A rischio i piccoli acquicoltori

I piccoli acquicoltori potrebbero trarre grande beneficio dal commercio ittico internazionale, stimato intorno ai 79 miliardi di dollari all’anno, sebbene le difficoltà non siano poche.

La FAO fa notare che per alcuni prodotti di base e in alcuni paesi produttori, sta diminuendo il numero complessivo di allevamenti, mentre sono aumentate le dimensioni dei singoli allevamenti, segno di una crescente concentrazione del settore in mano di pochi grandi gruppi.

«Occorre tenere sotto controllo queste tendenze, per esempio istituendo cooperative e consorzi fra i produttori, in modo che i piccoli coltivatori possano unire le forze, migliorare le loro attività, accedere ai mercati e rimanere competitivi nei confronti dei produttori più grandi», dice Subasinghe.
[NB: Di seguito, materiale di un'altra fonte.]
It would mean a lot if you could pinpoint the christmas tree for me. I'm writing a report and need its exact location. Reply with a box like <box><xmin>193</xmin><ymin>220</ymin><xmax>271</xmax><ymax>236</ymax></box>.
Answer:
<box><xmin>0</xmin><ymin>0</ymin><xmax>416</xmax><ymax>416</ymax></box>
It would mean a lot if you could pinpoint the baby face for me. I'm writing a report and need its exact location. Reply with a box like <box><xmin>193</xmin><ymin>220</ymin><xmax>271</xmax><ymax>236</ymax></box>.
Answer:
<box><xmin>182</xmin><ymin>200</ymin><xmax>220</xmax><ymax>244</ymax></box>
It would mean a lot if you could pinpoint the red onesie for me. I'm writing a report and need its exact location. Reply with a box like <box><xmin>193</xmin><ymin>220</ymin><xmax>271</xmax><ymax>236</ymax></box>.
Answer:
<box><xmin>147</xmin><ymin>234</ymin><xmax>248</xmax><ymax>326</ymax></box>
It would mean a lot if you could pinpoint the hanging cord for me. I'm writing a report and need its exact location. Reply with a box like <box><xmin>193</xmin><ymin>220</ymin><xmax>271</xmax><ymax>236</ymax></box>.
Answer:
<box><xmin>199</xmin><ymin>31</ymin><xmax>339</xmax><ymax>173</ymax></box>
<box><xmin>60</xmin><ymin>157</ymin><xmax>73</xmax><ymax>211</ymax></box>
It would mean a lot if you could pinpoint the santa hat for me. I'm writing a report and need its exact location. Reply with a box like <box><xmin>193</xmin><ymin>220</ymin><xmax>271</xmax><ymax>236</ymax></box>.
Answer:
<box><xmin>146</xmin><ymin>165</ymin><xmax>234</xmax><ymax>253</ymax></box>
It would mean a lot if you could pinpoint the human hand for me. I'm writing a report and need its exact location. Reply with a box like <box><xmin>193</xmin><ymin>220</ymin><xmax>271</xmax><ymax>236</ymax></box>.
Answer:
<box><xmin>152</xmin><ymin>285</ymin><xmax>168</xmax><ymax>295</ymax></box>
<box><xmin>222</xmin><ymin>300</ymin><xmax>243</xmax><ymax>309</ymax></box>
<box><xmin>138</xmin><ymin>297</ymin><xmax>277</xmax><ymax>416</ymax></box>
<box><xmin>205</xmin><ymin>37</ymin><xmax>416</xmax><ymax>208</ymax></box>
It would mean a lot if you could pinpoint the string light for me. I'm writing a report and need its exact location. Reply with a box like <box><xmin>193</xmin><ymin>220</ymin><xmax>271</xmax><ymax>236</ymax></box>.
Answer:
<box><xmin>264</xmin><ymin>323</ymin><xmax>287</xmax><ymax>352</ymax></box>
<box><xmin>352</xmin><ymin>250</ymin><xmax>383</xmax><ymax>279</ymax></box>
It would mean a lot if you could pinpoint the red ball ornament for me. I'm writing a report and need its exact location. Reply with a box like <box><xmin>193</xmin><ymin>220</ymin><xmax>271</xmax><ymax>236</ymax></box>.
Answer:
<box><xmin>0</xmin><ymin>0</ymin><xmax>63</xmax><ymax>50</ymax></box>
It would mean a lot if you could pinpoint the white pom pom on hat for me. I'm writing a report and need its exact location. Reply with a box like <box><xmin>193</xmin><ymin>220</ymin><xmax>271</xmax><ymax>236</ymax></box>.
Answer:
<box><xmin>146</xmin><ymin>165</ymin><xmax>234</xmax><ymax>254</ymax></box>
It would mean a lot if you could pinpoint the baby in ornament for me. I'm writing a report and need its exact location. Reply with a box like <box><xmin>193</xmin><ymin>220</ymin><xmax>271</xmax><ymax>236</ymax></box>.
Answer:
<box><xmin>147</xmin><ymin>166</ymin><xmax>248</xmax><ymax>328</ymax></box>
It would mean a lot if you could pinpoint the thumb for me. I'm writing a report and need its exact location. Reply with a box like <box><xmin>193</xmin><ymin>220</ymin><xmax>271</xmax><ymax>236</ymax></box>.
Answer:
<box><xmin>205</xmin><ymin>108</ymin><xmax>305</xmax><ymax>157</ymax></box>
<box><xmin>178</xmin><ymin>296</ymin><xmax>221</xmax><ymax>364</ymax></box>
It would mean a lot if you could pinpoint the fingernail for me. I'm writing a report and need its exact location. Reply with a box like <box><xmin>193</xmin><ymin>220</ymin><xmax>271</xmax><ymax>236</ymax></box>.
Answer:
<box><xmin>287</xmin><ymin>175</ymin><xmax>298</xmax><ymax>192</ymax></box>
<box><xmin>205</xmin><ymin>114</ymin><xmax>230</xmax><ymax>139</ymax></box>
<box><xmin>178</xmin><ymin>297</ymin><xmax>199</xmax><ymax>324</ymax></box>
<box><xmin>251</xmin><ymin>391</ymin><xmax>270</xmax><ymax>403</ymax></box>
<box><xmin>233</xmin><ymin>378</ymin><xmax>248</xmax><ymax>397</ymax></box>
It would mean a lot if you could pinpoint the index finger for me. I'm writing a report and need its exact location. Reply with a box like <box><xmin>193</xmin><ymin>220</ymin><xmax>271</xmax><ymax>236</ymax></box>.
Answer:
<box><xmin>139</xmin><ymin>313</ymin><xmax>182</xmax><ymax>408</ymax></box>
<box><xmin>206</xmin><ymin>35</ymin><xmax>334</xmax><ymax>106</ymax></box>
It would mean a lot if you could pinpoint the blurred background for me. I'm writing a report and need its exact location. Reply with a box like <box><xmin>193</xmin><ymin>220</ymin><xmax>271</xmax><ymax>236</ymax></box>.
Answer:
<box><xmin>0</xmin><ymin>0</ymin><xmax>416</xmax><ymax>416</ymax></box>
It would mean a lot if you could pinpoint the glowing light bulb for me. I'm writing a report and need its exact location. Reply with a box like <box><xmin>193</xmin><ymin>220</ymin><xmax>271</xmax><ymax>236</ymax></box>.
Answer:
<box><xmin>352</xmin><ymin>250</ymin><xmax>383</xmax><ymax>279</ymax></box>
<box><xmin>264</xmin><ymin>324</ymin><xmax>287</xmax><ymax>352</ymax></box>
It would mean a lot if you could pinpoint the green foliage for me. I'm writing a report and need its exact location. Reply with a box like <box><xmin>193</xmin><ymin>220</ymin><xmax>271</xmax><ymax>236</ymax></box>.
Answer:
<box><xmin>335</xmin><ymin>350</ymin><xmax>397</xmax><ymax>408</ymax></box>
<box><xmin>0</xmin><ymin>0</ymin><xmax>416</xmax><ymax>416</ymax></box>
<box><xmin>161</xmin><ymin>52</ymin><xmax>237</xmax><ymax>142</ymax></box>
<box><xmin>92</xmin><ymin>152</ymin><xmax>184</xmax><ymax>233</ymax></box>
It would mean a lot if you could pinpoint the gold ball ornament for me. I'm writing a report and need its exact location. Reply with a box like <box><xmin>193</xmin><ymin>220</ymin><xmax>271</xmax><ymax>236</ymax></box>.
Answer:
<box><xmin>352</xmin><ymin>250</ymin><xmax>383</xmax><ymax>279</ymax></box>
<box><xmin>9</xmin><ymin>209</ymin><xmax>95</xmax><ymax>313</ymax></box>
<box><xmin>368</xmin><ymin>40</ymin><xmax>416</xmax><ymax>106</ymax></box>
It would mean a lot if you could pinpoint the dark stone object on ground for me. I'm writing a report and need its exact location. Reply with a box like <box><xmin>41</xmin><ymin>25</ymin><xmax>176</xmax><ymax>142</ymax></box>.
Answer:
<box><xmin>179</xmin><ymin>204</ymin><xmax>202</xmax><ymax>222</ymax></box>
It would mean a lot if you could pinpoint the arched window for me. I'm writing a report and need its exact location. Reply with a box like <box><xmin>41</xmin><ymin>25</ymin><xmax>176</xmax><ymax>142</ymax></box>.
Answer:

Tra gli altri problemi individuati nel documento FAO vi sono l’impatto del settore sull’ambiente, la sicurezza igienico-sanitaria dei prodotti, l’uso di antibiotici e le conseguenze che il cambiamento climatico può avere sull’acquacoltura.

Linee guida per la certificazione

Un modo per aiutare l’acquacoltura a limitare il suo impatto ambientale e garantire che essa vada a vantaggio dei piccoli allevatori, è quello di certificare i prodotti in modo che acquirenti e consumatori possano scegliere quelli che sono stati prodotti in modo sostenibile, sano e socialmente responsabile.

La certificazione è una pratica sempre più usata sia nella pesca d’allevamento che in quella da cattura tradizionale, ma non è priva di problemi.

Poiché questi programmi prolificano, i produttori incontrano difficoltà per riuscire a soddisfare i vari requisiti di qualità applicati dalle diverse compagnie, paesi o organizzazioni di certificazione, che possono differire considerevolmente gli uni dagli altri.

Una pletora di normative inoltre, aumenta la probabilità che si usino etichette di certificazione fasulle insieme a quelle attendibili.

Per affrontare questi problemi, la FAO sta lavorando con il Network che unisce i centri di acquacoltura dell’Asia e del Pacifico (NACA, la sigla inglese), organizzando consultazioni con i vari organismi addetti alla certificazione, con i gruppi di produttori, con le organizzazioni industriali e dei consumatori, per arrivare a redigere linee guida a livello mondiale su come le norme di certificazione per la pesca d’allevamento debbano essere stabilite ed applicate.

Sono state finalizzate un insieme di linee guida che saranno sottoposte alla Sottocommissione del COFI questa settimana per essere discusse ed approvate.

Le linee guida non serviranno di per sé come norme di certificazione, ma piuttosto forniranno una base comune per assicurare che chiunque certifichi pesce d’allevamento - sia che si tratti di governo, ONG, o compagnie private - lo faccia nello stesso modo, seguendo le stesse normative.

La FAO ha già sviluppato linee guida similari per la certificazione di prodotti ittici provenienti dalla pesca di cattura tradizionale di mare e di acque interne.